Аль-Шафи откинулся на спинку своего кресла и вздохнул.

— Не только ведь в ХАМАС дело, мисс Костелло. На них оказывают давление исламисты всего мира. И они обвиняют их в том, что ХАМАС участвует в мирных переговорах с Израилем.

— «Аль-Каида»?

— И не только. Они самым пристальнейшим образом наблюдают за тем, что здесь сейчас вершится. И ХАМАС нужно как-то оправдаться перед ними. Напомнить им о том, что, несмотря на все обстоятельства, ХАМАС по-прежнему с ними. Вот Нури и подвернулся им под руку.

— Но зачем они тогда придали этой акции вид казни изменника? — Мэгги озвучила вопрос и сама задумалась над ним. — Или вы полагаете, они нарочно так сделали, чтобы все подумали на израильские спецслужбы? Чтобы спровоцировать палестинскую администрацию на уход с переговоров?

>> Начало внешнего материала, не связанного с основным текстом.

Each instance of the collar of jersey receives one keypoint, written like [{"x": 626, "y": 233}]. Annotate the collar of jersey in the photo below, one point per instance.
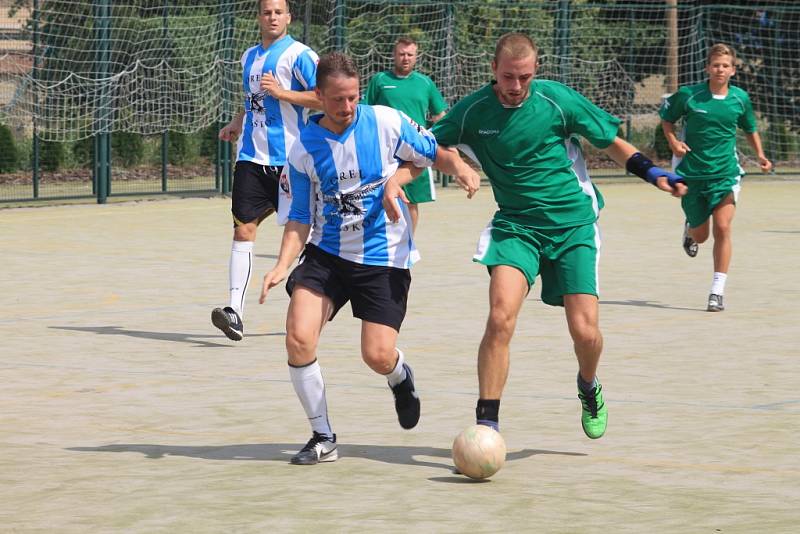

— Звучит все очень логично.

Мэгги поняла, что этому человеку можно верить. Первое впечатление о нем оказалось ошибочным. Так бывает, и довольно часто, несмотря на расхожую поговорку о том, что первое впечатление всегда верное.

Аль-Шафи провел рукой по своей окладистой бороде.

— Уважаемый доктор, может быть, вам еще есть что мне сказать?

Он поднял на нее сумрачный взгляд, который Мэгги с профессиональной сноровкой выдержала. А он вдруг поднялся, вышел из-за стола и принялся расхаживать взад-вперед, сосредоточенно глядя себе под ноги.

— Час назад у меня был сын Ахмада Нури. Он выглядел очень взволнованным.

— Неудивительно.

— Нет, вы не поняли. Он сообщил, что все утро разбирался в отцовских вещах, пытаясь наткнуться на что-нибудь, что могло бы помочь ему понять причину случившегося. Отыскал какие-то письма, в том числе электронные, и среди них одно странное послание от человека, прежде ему не знакомого.

— Сын не обязан знать лично всех приятелей своего отца. Может быть, коллеги Нури-старшего просветили его?

— Нет. Личная помощница отца также не вспомнила этого человека. А она, между прочим, отвечала за всю переписку Нури с внешним миром. И не первый год.

— Может, романтическая связь?

— Письмо прислал мужчина.

Мэгги озадаченно посмотрела на него:

— И что же… Сын полагает, что этот человек мог иметь какое-то отношение к смерти его отца?

Аль-Шафи лишь утвердительно кивнул.

— Может быть, он даже решил, что этот человек стал причиной гибели Нури?

Аль-Шафи неопределенно пожал плечами.

— И что же это за человек?

Ее собеседник, прежде чем ответить, метнул быстрый взгляд на дверь, словно пытаясь удостовериться, что она плотно закрыта и их никто не подслушивает.

— Я могу лишь сказать, что у него арабское имя.